Ahead of Opening Day, the soon-to-be-former Cleveland Indians announced Wednesday that Native American headdresses and face paint would be banned from their 2021 home games at Progressive Field.

The team made the changes as part of their fan dress policy, which states that “headdresses and face paint styled in a way that references or appropriates American Indian cultures and traditions… inappropriate or offensive images, words, dress, or face paint must be covered or removed, and failure to do so may constitute grounds for ejection or refusal of admission,” the Associated Press reported.

However, fans will still be allowed to wear Indians clothing that features the team’s former mascot Chief Wahoo, which the team phased out and ultimately eliminated in recent seasons.

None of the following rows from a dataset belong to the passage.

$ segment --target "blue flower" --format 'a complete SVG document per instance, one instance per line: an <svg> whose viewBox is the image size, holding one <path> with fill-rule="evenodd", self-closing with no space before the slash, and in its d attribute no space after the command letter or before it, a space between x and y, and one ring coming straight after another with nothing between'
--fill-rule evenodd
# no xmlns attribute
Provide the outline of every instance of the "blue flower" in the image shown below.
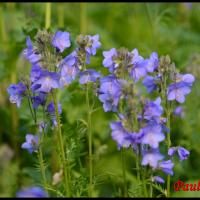
<svg viewBox="0 0 200 200"><path fill-rule="evenodd" d="M99 100L105 112L117 111L121 96L121 86L115 76L109 75L100 79Z"/></svg>
<svg viewBox="0 0 200 200"><path fill-rule="evenodd" d="M117 142L118 149L121 147L129 147L130 140L128 139L129 133L124 129L121 122L111 122L112 139Z"/></svg>
<svg viewBox="0 0 200 200"><path fill-rule="evenodd" d="M32 85L35 92L50 92L53 88L59 88L59 74L56 72L44 71L40 78Z"/></svg>
<svg viewBox="0 0 200 200"><path fill-rule="evenodd" d="M31 72L30 72L31 82L37 81L40 78L43 71L44 70L38 64L32 65Z"/></svg>
<svg viewBox="0 0 200 200"><path fill-rule="evenodd" d="M24 50L24 55L26 59L29 60L31 64L38 63L41 59L41 55L38 54L33 48L33 45L29 36L26 38L26 45L27 45L27 48Z"/></svg>
<svg viewBox="0 0 200 200"><path fill-rule="evenodd" d="M17 107L20 107L21 105L21 101L23 96L25 95L26 92L26 86L22 83L19 82L18 84L11 84L8 88L7 88L7 92L10 95L10 102L11 103L16 103Z"/></svg>
<svg viewBox="0 0 200 200"><path fill-rule="evenodd" d="M142 81L143 85L147 88L147 92L151 93L158 88L157 83L160 81L160 78L153 76L146 76Z"/></svg>
<svg viewBox="0 0 200 200"><path fill-rule="evenodd" d="M33 96L33 108L37 109L39 105L44 106L46 103L46 93L39 92L38 96Z"/></svg>
<svg viewBox="0 0 200 200"><path fill-rule="evenodd" d="M152 149L151 151L147 151L143 153L142 156L142 165L150 165L153 169L158 166L158 161L162 160L164 156L160 154L158 149Z"/></svg>
<svg viewBox="0 0 200 200"><path fill-rule="evenodd" d="M159 65L158 54L156 52L152 52L149 59L146 59L146 69L147 72L154 72Z"/></svg>
<svg viewBox="0 0 200 200"><path fill-rule="evenodd" d="M16 196L18 198L42 198L42 197L48 197L48 194L41 188L41 187L29 187L24 188L17 192Z"/></svg>
<svg viewBox="0 0 200 200"><path fill-rule="evenodd" d="M53 37L52 45L62 53L71 45L70 34L68 32L57 31Z"/></svg>
<svg viewBox="0 0 200 200"><path fill-rule="evenodd" d="M114 72L115 68L118 65L115 65L113 58L117 56L117 51L115 48L110 49L109 51L103 51L103 66L109 68L109 71Z"/></svg>
<svg viewBox="0 0 200 200"><path fill-rule="evenodd" d="M96 72L94 69L87 69L83 72L80 72L80 84L86 84L88 82L96 82L97 78L101 76L99 72Z"/></svg>
<svg viewBox="0 0 200 200"><path fill-rule="evenodd" d="M178 156L181 161L187 159L188 156L190 155L190 152L184 147L178 146L178 147L170 147L168 149L169 156L173 156L176 152L178 152Z"/></svg>
<svg viewBox="0 0 200 200"><path fill-rule="evenodd" d="M78 67L76 66L76 52L72 52L61 62L59 67L61 68L60 72L60 86L70 84L75 80L76 75L79 72Z"/></svg>
<svg viewBox="0 0 200 200"><path fill-rule="evenodd" d="M133 67L130 72L130 76L134 79L135 82L137 82L141 77L146 76L146 63L142 56L139 55L138 50L134 49L132 51L133 59L132 64Z"/></svg>
<svg viewBox="0 0 200 200"><path fill-rule="evenodd" d="M161 178L160 176L153 176L152 181L157 182L157 183L162 183L162 184L165 183L165 180Z"/></svg>
<svg viewBox="0 0 200 200"><path fill-rule="evenodd" d="M148 144L152 148L158 148L159 142L165 139L165 135L162 133L162 127L160 125L147 125L142 128L144 136L142 137L141 143Z"/></svg>
<svg viewBox="0 0 200 200"><path fill-rule="evenodd" d="M162 161L158 164L158 169L162 170L164 173L166 174L170 174L173 175L173 167L174 167L174 163L171 160L167 160L167 161Z"/></svg>
<svg viewBox="0 0 200 200"><path fill-rule="evenodd" d="M160 116L163 114L163 108L160 105L161 98L158 97L155 101L147 101L144 107L144 119L152 120L152 119L159 119Z"/></svg>
<svg viewBox="0 0 200 200"><path fill-rule="evenodd" d="M37 135L26 134L26 142L22 144L23 149L27 149L29 153L37 152L39 138Z"/></svg>

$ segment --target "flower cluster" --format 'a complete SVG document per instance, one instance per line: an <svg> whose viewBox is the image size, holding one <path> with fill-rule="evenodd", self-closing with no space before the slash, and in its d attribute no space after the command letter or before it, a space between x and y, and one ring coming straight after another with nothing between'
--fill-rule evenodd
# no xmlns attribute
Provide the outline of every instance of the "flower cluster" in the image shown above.
<svg viewBox="0 0 200 200"><path fill-rule="evenodd" d="M63 52L71 46L70 34L57 31L54 35L46 31L39 31L33 43L30 37L26 39L25 58L31 64L28 80L22 80L18 84L11 84L7 91L10 102L18 107L26 97L30 103L30 109L36 113L39 107L43 107L46 115L52 119L52 125L57 126L56 110L51 96L54 89L62 89L79 77L80 84L96 82L101 76L94 69L86 69L90 63L90 56L96 54L101 46L99 35L80 35L77 39L77 48L69 55L62 58ZM61 105L58 103L58 114L61 114ZM36 121L36 114L33 114ZM40 122L45 123L45 122ZM45 127L45 126L44 126ZM26 135L26 142L22 148L30 153L36 151L38 136Z"/></svg>
<svg viewBox="0 0 200 200"><path fill-rule="evenodd" d="M194 77L178 73L168 56L159 59L156 52L145 59L137 49L129 52L125 48L112 48L104 51L103 56L103 66L110 74L100 79L99 100L105 112L112 111L119 118L119 121L110 123L112 139L117 142L118 149L132 147L136 154L140 154L142 166L150 166L153 172L161 170L173 175L171 157L178 151L180 160L183 160L189 152L183 147L171 147L170 157L164 160L160 144L164 144L170 134L166 106L172 100L185 101ZM142 96L137 87L140 82L149 94L157 91L154 101ZM159 176L152 176L152 181L165 182Z"/></svg>

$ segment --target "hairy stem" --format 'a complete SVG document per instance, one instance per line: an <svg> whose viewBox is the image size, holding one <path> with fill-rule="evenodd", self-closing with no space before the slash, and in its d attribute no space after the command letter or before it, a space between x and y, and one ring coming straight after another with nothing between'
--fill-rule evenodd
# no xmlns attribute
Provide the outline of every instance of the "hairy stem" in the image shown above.
<svg viewBox="0 0 200 200"><path fill-rule="evenodd" d="M39 160L39 164L40 164L40 171L41 171L41 175L42 175L43 185L44 185L45 190L47 191L48 185L47 185L47 179L46 179L44 159L43 159L43 153L42 153L41 145L39 145L38 160Z"/></svg>
<svg viewBox="0 0 200 200"><path fill-rule="evenodd" d="M86 3L80 3L80 32L86 33Z"/></svg>
<svg viewBox="0 0 200 200"><path fill-rule="evenodd" d="M122 177L124 182L124 197L128 197L127 182L126 182L126 149L121 149L121 160L122 160Z"/></svg>
<svg viewBox="0 0 200 200"><path fill-rule="evenodd" d="M171 110L170 110L170 107L168 106L167 128L169 129L169 131L170 131L170 114L171 114ZM170 132L167 133L167 146L168 146L168 148L170 148L170 146L171 146ZM167 197L170 197L170 175L167 176Z"/></svg>
<svg viewBox="0 0 200 200"><path fill-rule="evenodd" d="M89 148L89 197L92 196L93 189L93 159L92 159L92 127L91 127L91 109L90 109L90 100L89 100L89 85L86 86L86 104L87 104L87 124L88 124L88 148Z"/></svg>
<svg viewBox="0 0 200 200"><path fill-rule="evenodd" d="M62 130L61 130L61 123L60 123L60 116L58 112L58 102L57 97L52 92L53 96L53 103L55 107L55 115L56 115L56 121L57 121L57 127L56 127L56 133L57 133L57 140L59 145L59 151L61 156L61 164L63 168L63 174L64 174L64 184L65 184L65 190L67 197L71 197L71 188L69 183L69 172L68 172L68 162L66 160L65 151L64 151L64 145L63 145L63 137L62 137Z"/></svg>
<svg viewBox="0 0 200 200"><path fill-rule="evenodd" d="M60 28L63 28L64 27L64 4L63 3L58 4L57 11L58 11L58 26Z"/></svg>
<svg viewBox="0 0 200 200"><path fill-rule="evenodd" d="M48 29L50 26L51 26L51 3L46 3L45 28Z"/></svg>

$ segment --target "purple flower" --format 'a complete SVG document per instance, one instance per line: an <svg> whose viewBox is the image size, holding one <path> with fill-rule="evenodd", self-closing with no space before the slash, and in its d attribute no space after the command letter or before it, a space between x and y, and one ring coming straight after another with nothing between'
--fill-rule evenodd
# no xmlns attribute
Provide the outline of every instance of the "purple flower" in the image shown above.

The Kansas City Chiefs, another sports team that used Native American iconography, previously announced a similar ban on headdresses and face paint in 2020.

In December 2020, after decades of outcry from both Native American groups and baseball fans, the Cleveland franchise announced that they would finally drop the Indians team name, which had been in place since 1915. The name change won’t take effect until the 2022 season at the earliest, making 2021 potentially the “Indians”s final season.


While some Cleveland fans have lobbied for the team to become the “Tribe” — the team’s nickname — owner Paul Dolan previously stated that the new name won’t have “Native American themes or connotations to it”; oddsmakers have the Cleveland Spiders — a revival of a turn-of-the-20th century baseball team — as the current favorite.

The soon-to-be-former Indians would join the now Washington Football Team — and, before them, the University of North Dakota Fighting Sioux — in changing team names and logos that were racially insensitive toward Native Americans and indigenous people.